Il se lève. Marche jusqu’à la porte. Il ne la ferme pas à clé. Il n’en a pas besoin. Il sait qu’elle ne bougera pas. Elle ne sait plus où aller. Elle ne sait plus qui elle est. Elle se laisse porter par la pièce. Comme un animal qui aurait oublié son enclos.

Il referme doucement. Le cliquetis du loquet résonne un peu. Il s’arrête. Regarde autour. Le couloir est vide. Tout est toujours vide ici. Il a aménagé cet endroit dans un ancien corps de ferme. Pas trop loin d’une nationale. Pas trop près non plus. Personne ne vient. Personne ne cherche.

Il descend les escaliers, traverse une pièce plus vaste. Il y a d’autres portes. D’autres silences. Il n’a jamais été pressé. Il croit que le temps est un allié fidèle. Il croit que la douleur physique est vulgaire. Lui, il préfère les plaies intérieures. Celles qui ne se referment pas.

Il entre dans une pièce aux murs tapissés de vieux journaux. Ce n’est pas pour les lire. C’est pour le bruit. Le froissement des pages quand l’air passe. Il aime ça. Il dit que c’est comme si les murs respiraient. Comme si l’histoire du monde soupirait autour de lui.

Il s’assied dans un fauteuil. Ancien. Usé. Un fauteuil qui a appartenu à son père, ou à un homme qui lui ressemble. Il ne s’en souvient pas. Il ferme les yeux.

Et pense à elle. À celle d’avant. Celle qu’il a gardée longtemps. Celle qu’il a brisée sans le vouloir. Trop tôt. Trop vite. Il a appris. Il ne refera pas la même erreur. Il se souvient vaguement de sa voix, trop cassée pour supplier.

Celle-là… celle d’en haut… elle tiendra plus longtemps. Elle a quelque chose. Il ne sait pas quoi. Il n’a pas besoin de savoir. Il veut juste l’user. Jusqu’à ce que même sa présence devienne une absence.

Il rouvre les yeux. Se lève. S’étire. Il retourne vers l’escalier. Il pense qu’il pourrait lui parler aujourd’hui. Pas beaucoup. Juste un peu. Une phrase. Une image. Il aime glisser des souvenirs dans l’esprit des autres. Des souvenirs qui ne leur appartiennent pas. Juste pour voir s’ils les attrapent. S’ils les croient. S’ils s’y accrochent comme à des restes d’eux-mêmes.

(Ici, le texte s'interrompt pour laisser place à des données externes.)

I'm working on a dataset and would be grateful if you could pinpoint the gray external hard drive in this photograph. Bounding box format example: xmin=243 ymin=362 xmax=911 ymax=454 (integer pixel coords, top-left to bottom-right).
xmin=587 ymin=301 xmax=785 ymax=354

Il remonte. Rouvre la porte. Elle n’a pas bougé. Elle ne lève pas les yeux. Elle est là. Simplement là. Comme si elle avait toujours été là.

Il sourit. Presque tendrement. Puis murmure :

— Tu sais, parfois, je rêve que tu n’aies jamais existé.

Et il referme.

Silence.

Elle sentit quelque chose. Ce n’était pas de la peur. Ni de la haine.
Sa main se referma lentement sur elle-même, sans raison.
C’était une douleur.
Une douleur qui ne saigne pas.



Note de l’auteur :

Ce prologue appartient à un projet en cours d’écriture : La douleur de l’âme, un thriller psychologique situé dans le même univers que Les Échos d’un regard.

Il peut se lire indépendamment, mais il résonnera plus fort une fois l’univers complet révélé.

Je le publie ici comme une trace, un souffle, un avant-goût.

La suite viendra quand le temps, les cendres et les mots seront prêts.

Merci de votre lecture.

L’écho d’une douleur sera la résonance de la guérison.